O alcoolismo é um problema de saúde para diversos
países, e os efeitos do aumento da ingestão de bebidas alcoólicas tem feito com
que a doença seja alvo de cientistas, que buscam maneiras mais eficazes de
preveni-la e tratá-la. 

Para entender melhor como o vício pode afetar indivíduos
de formas distintas, uma americana analisou mais de mil voluntários e, com os
dados, traçou cinco perfis de indivíduos com o transtorno por uso de álcool.
Segundo Ashley N. Linden-Carmichael, os resultados podem gerar tratamentos mais
personalizados e eficientes. Os resultados do trabalho foram publicados na
revista especializada Alcohol and Alcoholism.

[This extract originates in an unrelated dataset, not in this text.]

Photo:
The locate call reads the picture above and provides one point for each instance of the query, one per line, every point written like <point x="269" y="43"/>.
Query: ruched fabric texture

A autora do estudo destaca que o abuso de álcool é
mais complicado do que simplesmente “beber demais”. Trata-se de um grande
problema de saúde pública, que merece ser mais investigado. “Alguns bebedores
pesados preenchem os critérios para um transtorno por uso de álcool, mas, na
maioria das investigações anteriores sobre o tema, os pesquisadores se
concentraram apenas na gravidade dos sintomas. Eu e meu grupo estávamos
interessados em saber se existem diferentes tipos de ‘bebedores problema’ para
obter uma compreensão mais precisa, que pudesse ajudar em detecção e tratamento
precoces”, conta a pesquisadora em saúde biocomportamental e
professora da Universidade Estadual da Pensilvânia.

 Linden-Carmichael e sua equipe usaram dados
de 5.402 participantes do estudo chamado Pesquisa Nacional de Epidemiologia
sobre Álcool e Condições Relacionadas, realizado em 2016, nos Estados Unidos.
Para montar a amostra, a equipe considerou indivíduos com 18 a 64 anos e que
preenchessem os critérios para o diagnóstico de transtorno por uso de álcool no
ano anterior ao estudo (Veja infográfico).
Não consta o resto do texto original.